Никто никогда с палубы «Безымянного» не ступит на землю, не увидит огней своего дома. Все давно привыкли, что его нет, и вот этот звонок…
В февральский циклон пять траулеров не успели убежать во льды. Ударил мороз. Океан стал парить. Началось обледенение. Четверка судов держалась в кучке, самым малым шла ко льдам. А пятый траулер — «Безымянный» — еще до циклона откололся от них и шел милях в тридцати позади основной группы.
«Зевс» как раз в том районе нес службу. И, естественно, сразу же вышел навстречу. Четверка держалась хорошо, была уже на подходе ко льдам. И потому «Зевс», не останавливаясь, прошел мимо нее.
С «Безымянным» держали связь и дежурное судно по экспедиции, и мы. Где-то часа через два мы должны были встретиться.

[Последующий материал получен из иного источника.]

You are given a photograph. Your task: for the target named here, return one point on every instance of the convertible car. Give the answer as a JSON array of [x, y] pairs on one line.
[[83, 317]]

Капитан «Безымянного» сообщил, что команда борется с оледенением. Значит, все шло нормально. Мы то и дело запрашивали обстановку. «Безымянный» отвечал. Правда, чувствовалось, что капитан порядком скис. Я как мог подбадривал его, советовал идти самым малым, чтоб не забрасывало волной, советовал весь экипаж вывести на палубу и бороться со льдом, запрессовать питьевые танки забортной водой, чтобы улучшить устойчивость, ну и принять прочие меры.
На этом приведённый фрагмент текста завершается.